特集:
インターネット社会はセキュリティ問題を克服できるか
解決のカギを握るのは、一般市民の意識向上
テーマは「インターネット社会を迎えて 市民に迫られる安全対策」。インターネット安全運動実行委員会委員長・土居範久氏の挨拶に続き、マイクロソフトコーポレーション会長のビル・ゲイツ氏による基調講演、そして各界からの専門家を招いたパネルディスカッションが行われた。
文/二村高史、写真/新関雅士
2005年7月7日
主催者挨拶:「セキュリティ向上キャンペーンを起爆剤に」
インターネット安全運動実行委員会 委員長 土居範久氏
中央大学教授・慶応義塾大学名誉教授

いまや、日本のインターネットは8000万人が利用し、普及率は80パーセントを超えました。
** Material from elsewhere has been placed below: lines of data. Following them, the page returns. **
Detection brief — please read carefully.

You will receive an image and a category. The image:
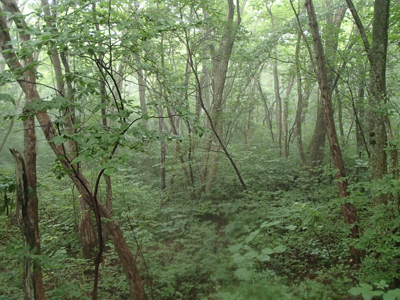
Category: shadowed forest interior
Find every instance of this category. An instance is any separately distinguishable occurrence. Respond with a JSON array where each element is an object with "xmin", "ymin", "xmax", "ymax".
[{"xmin": 0, "ymin": 0, "xmax": 400, "ymax": 300}]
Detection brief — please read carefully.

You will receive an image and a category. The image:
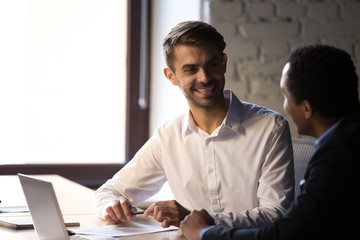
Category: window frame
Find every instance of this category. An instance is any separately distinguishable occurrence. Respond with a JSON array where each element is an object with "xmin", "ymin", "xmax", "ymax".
[{"xmin": 0, "ymin": 0, "xmax": 151, "ymax": 189}]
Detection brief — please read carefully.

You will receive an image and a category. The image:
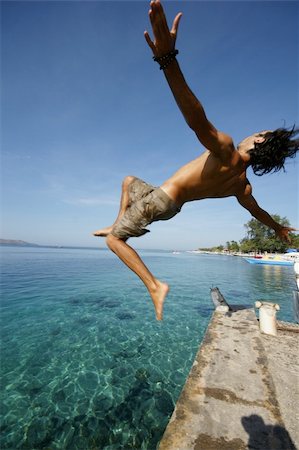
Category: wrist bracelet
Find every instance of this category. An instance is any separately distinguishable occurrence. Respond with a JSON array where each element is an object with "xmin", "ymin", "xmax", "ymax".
[{"xmin": 153, "ymin": 50, "xmax": 179, "ymax": 70}]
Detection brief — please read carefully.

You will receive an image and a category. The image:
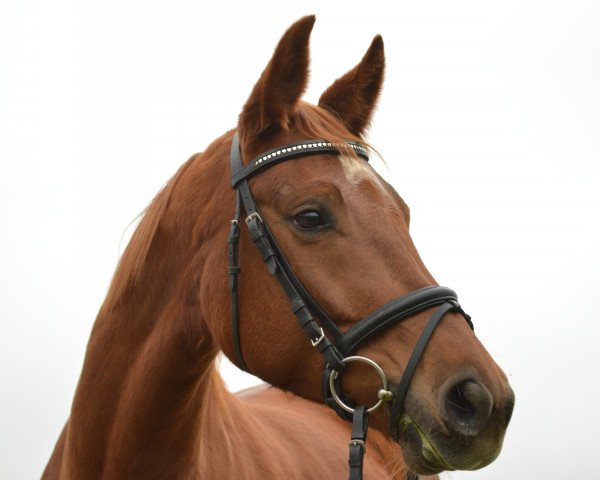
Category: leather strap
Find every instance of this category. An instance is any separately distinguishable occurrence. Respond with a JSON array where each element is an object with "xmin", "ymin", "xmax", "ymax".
[
  {"xmin": 348, "ymin": 405, "xmax": 369, "ymax": 480},
  {"xmin": 336, "ymin": 286, "xmax": 473, "ymax": 356},
  {"xmin": 231, "ymin": 139, "xmax": 369, "ymax": 188},
  {"xmin": 390, "ymin": 302, "xmax": 472, "ymax": 441}
]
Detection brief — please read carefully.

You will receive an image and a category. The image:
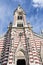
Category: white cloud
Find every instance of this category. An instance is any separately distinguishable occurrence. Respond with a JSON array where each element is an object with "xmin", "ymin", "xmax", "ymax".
[
  {"xmin": 0, "ymin": 5, "xmax": 12, "ymax": 35},
  {"xmin": 33, "ymin": 0, "xmax": 43, "ymax": 7},
  {"xmin": 12, "ymin": 0, "xmax": 26, "ymax": 5}
]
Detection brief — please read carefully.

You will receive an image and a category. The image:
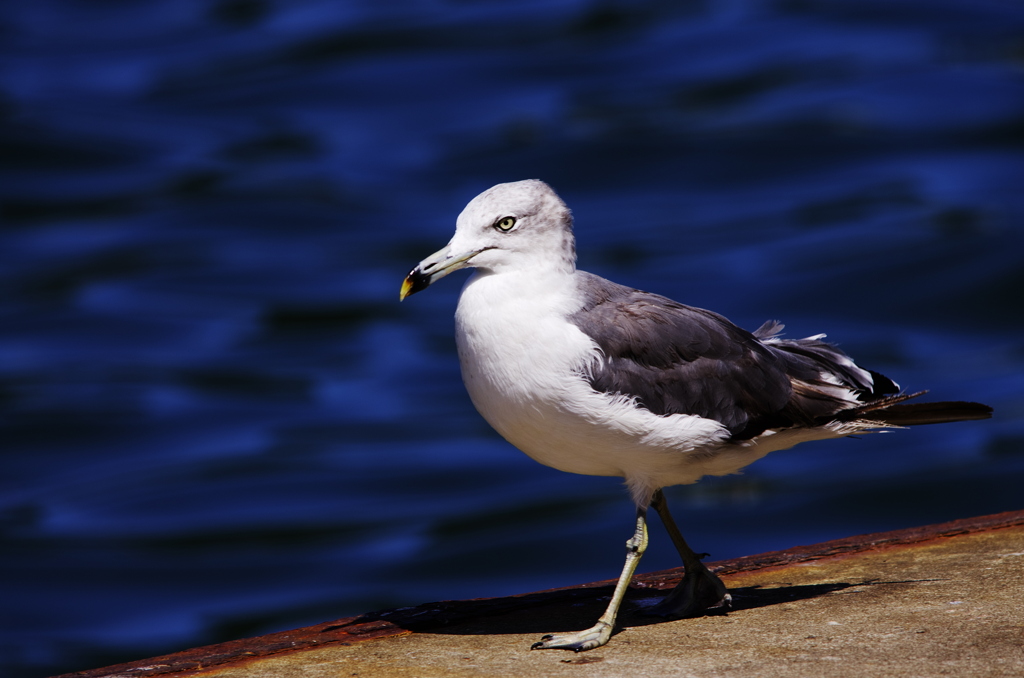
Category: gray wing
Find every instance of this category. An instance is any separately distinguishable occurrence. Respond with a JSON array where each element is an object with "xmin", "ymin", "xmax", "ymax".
[{"xmin": 569, "ymin": 271, "xmax": 896, "ymax": 439}]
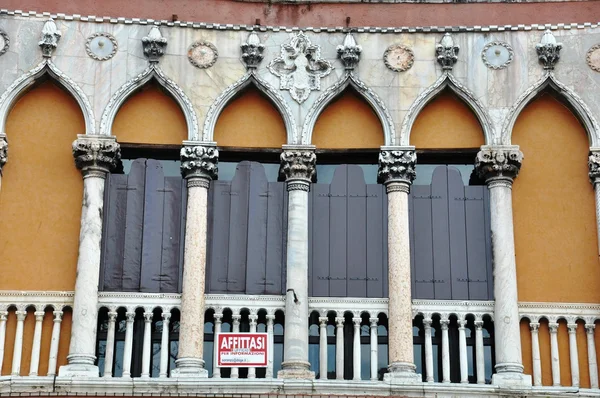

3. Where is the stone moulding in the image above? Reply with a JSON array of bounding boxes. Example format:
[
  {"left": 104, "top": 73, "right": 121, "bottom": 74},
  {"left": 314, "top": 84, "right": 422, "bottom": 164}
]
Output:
[
  {"left": 0, "top": 58, "right": 96, "bottom": 135},
  {"left": 202, "top": 70, "right": 298, "bottom": 144},
  {"left": 501, "top": 70, "right": 600, "bottom": 147},
  {"left": 400, "top": 72, "right": 494, "bottom": 146},
  {"left": 100, "top": 63, "right": 200, "bottom": 141},
  {"left": 300, "top": 71, "right": 396, "bottom": 145}
]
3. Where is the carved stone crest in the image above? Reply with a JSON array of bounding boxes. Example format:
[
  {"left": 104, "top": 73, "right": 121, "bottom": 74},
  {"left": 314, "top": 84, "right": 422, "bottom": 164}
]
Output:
[
  {"left": 269, "top": 32, "right": 333, "bottom": 104},
  {"left": 38, "top": 18, "right": 62, "bottom": 58},
  {"left": 535, "top": 30, "right": 562, "bottom": 70},
  {"left": 435, "top": 33, "right": 460, "bottom": 70}
]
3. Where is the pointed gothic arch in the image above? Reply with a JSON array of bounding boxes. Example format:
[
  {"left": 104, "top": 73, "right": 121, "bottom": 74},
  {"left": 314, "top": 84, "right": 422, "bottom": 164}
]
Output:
[
  {"left": 0, "top": 59, "right": 96, "bottom": 135},
  {"left": 400, "top": 73, "right": 493, "bottom": 145},
  {"left": 301, "top": 72, "right": 396, "bottom": 146},
  {"left": 100, "top": 64, "right": 200, "bottom": 141},
  {"left": 501, "top": 72, "right": 600, "bottom": 147}
]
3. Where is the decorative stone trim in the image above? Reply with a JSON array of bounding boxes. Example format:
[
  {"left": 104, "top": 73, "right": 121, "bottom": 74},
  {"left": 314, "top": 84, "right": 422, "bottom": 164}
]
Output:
[
  {"left": 279, "top": 145, "right": 317, "bottom": 182},
  {"left": 188, "top": 40, "right": 219, "bottom": 69},
  {"left": 475, "top": 146, "right": 523, "bottom": 183},
  {"left": 85, "top": 32, "right": 119, "bottom": 61},
  {"left": 383, "top": 44, "right": 415, "bottom": 72},
  {"left": 181, "top": 141, "right": 219, "bottom": 181},
  {"left": 377, "top": 147, "right": 417, "bottom": 185},
  {"left": 481, "top": 41, "right": 515, "bottom": 70}
]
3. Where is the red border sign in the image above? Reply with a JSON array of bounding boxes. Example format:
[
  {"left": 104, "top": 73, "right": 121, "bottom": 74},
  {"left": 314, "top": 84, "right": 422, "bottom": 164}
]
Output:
[{"left": 216, "top": 333, "right": 268, "bottom": 368}]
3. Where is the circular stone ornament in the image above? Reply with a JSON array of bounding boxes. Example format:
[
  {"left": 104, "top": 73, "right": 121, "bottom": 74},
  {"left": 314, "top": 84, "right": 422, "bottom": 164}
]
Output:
[
  {"left": 188, "top": 41, "right": 219, "bottom": 69},
  {"left": 585, "top": 44, "right": 600, "bottom": 72},
  {"left": 0, "top": 29, "right": 10, "bottom": 55},
  {"left": 85, "top": 32, "right": 118, "bottom": 61},
  {"left": 383, "top": 44, "right": 415, "bottom": 72},
  {"left": 481, "top": 41, "right": 515, "bottom": 70}
]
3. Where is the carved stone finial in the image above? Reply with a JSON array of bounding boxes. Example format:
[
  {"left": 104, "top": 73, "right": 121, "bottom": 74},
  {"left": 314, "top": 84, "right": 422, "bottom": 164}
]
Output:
[
  {"left": 38, "top": 18, "right": 62, "bottom": 58},
  {"left": 475, "top": 145, "right": 523, "bottom": 183},
  {"left": 180, "top": 144, "right": 219, "bottom": 188},
  {"left": 241, "top": 32, "right": 265, "bottom": 70},
  {"left": 142, "top": 26, "right": 167, "bottom": 63},
  {"left": 435, "top": 33, "right": 460, "bottom": 70},
  {"left": 269, "top": 32, "right": 333, "bottom": 104},
  {"left": 337, "top": 33, "right": 362, "bottom": 70},
  {"left": 73, "top": 135, "right": 121, "bottom": 178},
  {"left": 377, "top": 147, "right": 417, "bottom": 189},
  {"left": 535, "top": 30, "right": 562, "bottom": 70},
  {"left": 279, "top": 146, "right": 317, "bottom": 191}
]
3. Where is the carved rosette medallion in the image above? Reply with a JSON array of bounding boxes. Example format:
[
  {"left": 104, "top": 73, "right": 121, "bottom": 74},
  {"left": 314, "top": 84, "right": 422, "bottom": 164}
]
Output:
[
  {"left": 377, "top": 147, "right": 417, "bottom": 192},
  {"left": 279, "top": 148, "right": 317, "bottom": 191},
  {"left": 180, "top": 145, "right": 219, "bottom": 184},
  {"left": 585, "top": 44, "right": 600, "bottom": 72},
  {"left": 383, "top": 44, "right": 415, "bottom": 72},
  {"left": 188, "top": 41, "right": 219, "bottom": 69},
  {"left": 73, "top": 136, "right": 121, "bottom": 178},
  {"left": 481, "top": 41, "right": 515, "bottom": 70},
  {"left": 85, "top": 32, "right": 118, "bottom": 61},
  {"left": 0, "top": 29, "right": 10, "bottom": 55},
  {"left": 475, "top": 146, "right": 523, "bottom": 183},
  {"left": 269, "top": 32, "right": 333, "bottom": 104}
]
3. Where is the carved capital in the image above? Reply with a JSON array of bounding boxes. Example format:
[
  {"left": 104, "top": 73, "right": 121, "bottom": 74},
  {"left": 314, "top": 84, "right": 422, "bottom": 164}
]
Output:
[
  {"left": 73, "top": 135, "right": 121, "bottom": 178},
  {"left": 181, "top": 142, "right": 219, "bottom": 183},
  {"left": 475, "top": 146, "right": 523, "bottom": 184},
  {"left": 279, "top": 145, "right": 317, "bottom": 185},
  {"left": 377, "top": 147, "right": 417, "bottom": 188}
]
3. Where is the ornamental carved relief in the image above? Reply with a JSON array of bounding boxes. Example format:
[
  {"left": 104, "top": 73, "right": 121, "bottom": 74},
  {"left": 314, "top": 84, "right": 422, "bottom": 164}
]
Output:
[
  {"left": 269, "top": 32, "right": 333, "bottom": 104},
  {"left": 475, "top": 146, "right": 523, "bottom": 182},
  {"left": 180, "top": 145, "right": 219, "bottom": 180}
]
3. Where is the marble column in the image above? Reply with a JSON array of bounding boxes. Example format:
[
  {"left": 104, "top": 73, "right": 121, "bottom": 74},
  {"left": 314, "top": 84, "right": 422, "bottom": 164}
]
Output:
[
  {"left": 58, "top": 135, "right": 121, "bottom": 377},
  {"left": 171, "top": 141, "right": 219, "bottom": 377},
  {"left": 277, "top": 145, "right": 317, "bottom": 379},
  {"left": 475, "top": 145, "right": 531, "bottom": 388},
  {"left": 377, "top": 147, "right": 421, "bottom": 384}
]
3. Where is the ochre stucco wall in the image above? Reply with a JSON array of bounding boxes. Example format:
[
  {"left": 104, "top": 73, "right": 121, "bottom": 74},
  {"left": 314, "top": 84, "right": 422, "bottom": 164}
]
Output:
[
  {"left": 213, "top": 86, "right": 287, "bottom": 148},
  {"left": 312, "top": 90, "right": 385, "bottom": 149},
  {"left": 409, "top": 90, "right": 485, "bottom": 149},
  {"left": 112, "top": 81, "right": 188, "bottom": 145}
]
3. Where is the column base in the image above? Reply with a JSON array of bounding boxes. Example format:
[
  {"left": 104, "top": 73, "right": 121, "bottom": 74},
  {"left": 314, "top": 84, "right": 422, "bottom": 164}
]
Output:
[
  {"left": 171, "top": 358, "right": 208, "bottom": 378},
  {"left": 383, "top": 362, "right": 423, "bottom": 384}
]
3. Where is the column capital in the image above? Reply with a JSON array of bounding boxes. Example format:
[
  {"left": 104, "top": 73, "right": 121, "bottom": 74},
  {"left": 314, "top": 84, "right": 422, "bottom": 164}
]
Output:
[
  {"left": 279, "top": 145, "right": 317, "bottom": 191},
  {"left": 180, "top": 141, "right": 219, "bottom": 184},
  {"left": 73, "top": 134, "right": 121, "bottom": 178},
  {"left": 475, "top": 145, "right": 523, "bottom": 184}
]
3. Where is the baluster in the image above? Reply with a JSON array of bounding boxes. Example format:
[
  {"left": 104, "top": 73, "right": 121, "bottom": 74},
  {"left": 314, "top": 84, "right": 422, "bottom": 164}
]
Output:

大変便利になった一方、ここにきて個人情報の漏えいやフィッシング詐欺といったセキュリティの問題がクローズアップされてきました。そして、サイバーアタックのような、経済活動、国家安全保障にもかかわる重要な問題も発生しています。
政府は4月に「内閣官房情報セキュリティセンター」を設置。経済産業省も「情報セキュリティマネジメントシステム」という適合性評価制度を運用・推進しています。また平成15年(2003年)には、NPO法人として「日本セキュリティ監査協会」が設立されています。
しかし、政府やNPO、企業の努力には限界があります。大切なのは、一般市民がセキュリティの大切さを知ること。特に子どもを被害から守るために、家庭において情報セキュリティの重要性を理解していただきたいと思います。
「インターネット安全運動」実行委員会では、セキュリティ意識の向上に貢献するために、「ネットの安心、身につけよう」をテーマに、6月18日から7月18日にインターネット安全運動を展開しています。
ご来場の方々は、今日身につけたセキュリティの知識をご自分で実行することはもちろん、周囲の方々にもぜひ啓蒙していっていただきたいと思います。